Giovedì 26 Settembre 2024
BEATRICE BERTUCCIOLI
Magazine

"Ragazzi invisibili crescono". Salvatores ritrova i superpoteri

Sequel del film del 2014: effetti speciali del guru Victor Perez

Gabriele Salvatores sul set de "Il ragazzo invisibile II" (Ansa)

Gabriele Salvatores sul set de "Il ragazzo invisibile II" (Ansa)

Roma, 22 dicembre 2017 - Anche il cinema italiano può vantare una saga fantasy. Per ora di sole due opere, ma ricca di effetti speciali, divertenti e poetici. «Bisogna eliminare il pregiudizio che in Italia non si può fare. Si può, e questo film ne è la prova». Ad affermarlo è lo spagnolo Victor Perez, uno dei maggiori esperti di effetti visivi (“Il cavaliere oscuro - Il ritorno”, “Pirati dei Caraibi - Oltre i confini del mare”). Ne ha realizzati oltre seicento per il nuovo film di Gabriele Salvatores, “Il ragazzo invisibile - Seconda generazione”. Il film, che arriva tre anni dopo il successo del primo, sarà nei cinema dal 4 gennaio, contemporaneamente all’arrivo nelle librerie del romanzo e della graphic novel. Il protagonista, Michele (Ludovico Girardello), compiuti 16 anni, morta la madre adottiva Giovanna (Valeria Golino), scopre che la sua vera madre è Yelena (Ksenia Rappoport), come lui dotata di poteri speciali.

Salvatores, si può parlare di saga italiana di supereroi? «È un po’ diversa dalle saghe dove il personaggio è sempre lo stesso, come accade con Batman. ‘Il ragazzo invisibile’ è più simile a ‘Harry Potter’, dove il protagonista cresce film dopo film. A 16 anni Michele scopre anche i lati più oscuri della sua personalità. E se il primo film era più semplice anche dal punto di vista narrativo, nel secondo ci sono anche salti temporali e aspetti misteriosi, quasi da thriller».

Si potrebbe definire un romanzo di formazione in chiave fantasy? «Mi sembra la definizione migliore. Michele rimane orfano e questa condizione ricorre spesso nella letteratura per ragazzi, perché è da lì che poi inizia l’avventura dell’uomo. Non c’è più nessuno che ti porti per mano e allora sei tu a dover prendere in mano la tua vita».

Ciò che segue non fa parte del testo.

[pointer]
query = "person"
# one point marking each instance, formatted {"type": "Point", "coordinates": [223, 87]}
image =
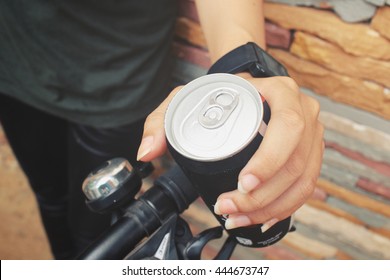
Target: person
{"type": "Point", "coordinates": [85, 81]}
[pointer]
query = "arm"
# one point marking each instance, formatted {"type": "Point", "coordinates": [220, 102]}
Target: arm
{"type": "Point", "coordinates": [228, 24]}
{"type": "Point", "coordinates": [281, 175]}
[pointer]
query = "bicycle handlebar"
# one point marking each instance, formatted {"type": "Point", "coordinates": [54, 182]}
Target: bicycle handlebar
{"type": "Point", "coordinates": [170, 194]}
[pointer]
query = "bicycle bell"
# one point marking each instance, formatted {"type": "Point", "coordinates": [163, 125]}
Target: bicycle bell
{"type": "Point", "coordinates": [111, 185]}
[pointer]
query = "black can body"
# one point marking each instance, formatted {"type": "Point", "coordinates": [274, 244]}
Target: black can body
{"type": "Point", "coordinates": [215, 175]}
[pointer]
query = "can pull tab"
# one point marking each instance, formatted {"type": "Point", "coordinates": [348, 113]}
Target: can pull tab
{"type": "Point", "coordinates": [218, 108]}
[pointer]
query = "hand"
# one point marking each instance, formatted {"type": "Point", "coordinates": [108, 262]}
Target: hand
{"type": "Point", "coordinates": [282, 173]}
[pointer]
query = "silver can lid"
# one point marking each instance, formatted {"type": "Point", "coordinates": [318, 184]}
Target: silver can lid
{"type": "Point", "coordinates": [214, 117]}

Si è in qualche modo ispirato alla saga di X-Men? «Non avevo visto quelle pellicole. Non sono un patito di film di supereroi. Preferisco quei film degli anni Ottanta come ‘Gremlins’ e ‘E.T.’, un cinema che riusciva a unire contenuti e spettacolarità, a mettere d’accordo padri e figli, riuscendo a piacere a tutta la famiglia».

Chi rappresentano per lei gli “speciali”? «Siamo abituati a pensare ai supereroi come a esseri che aiutano gli altri, che salvano il mondo. Nella realtà non è così. Chi ha grande potere non sempre lo usa per questi scopi. Me ne vengono in mente due, uno coreano e uno americano, che non pensano proprio a salvare l’umanità. Dopo il primo ‘Ragazzo invisibile’ abbiamo proposto un tema per le scuole chiedendo agli studenti di immaginare un seguito. Sono emerse due paure dei ragazzi: di non essere davvero figli della loro madre, e il terrorismo. Io non volevo occuparmi in modo specifico del terrorismo perché è un tema che va trattato in altro modo. Ma volevo comunque far capire ai ragazzi che se qualcuno diventa cattivo, non è perché è nato così, ma forse perché è stato vittima di emarginazione e sottomissione».

Non compare la sua firma tra gli sceneggiatori. In che modo ha sentito sua questa storia, scritta da altri? «C’è un motivo più intimo, che riguarda la mia vita privata. Non ho figli e allora, da ‘Io non ho paura’, ne sto allevando uno cinematografico. C’è poi una motivazione più razionale, e cioè che a fare sempre lo stesso film ci si annoia. Quando con ‘Mediterraneo’ ho vinto l’Oscar, è come se avessi acquisito dei superpoteri. Come usarli? Non per rifare sempre lo stesso film ma per fare qualcosa di diverso, anche se quando ho proposto ‘Nirvana’ mi hanno preso per matto».

Ci sarà anche un terzo capitolo? «Secondo il detto, non c’è due senza tre».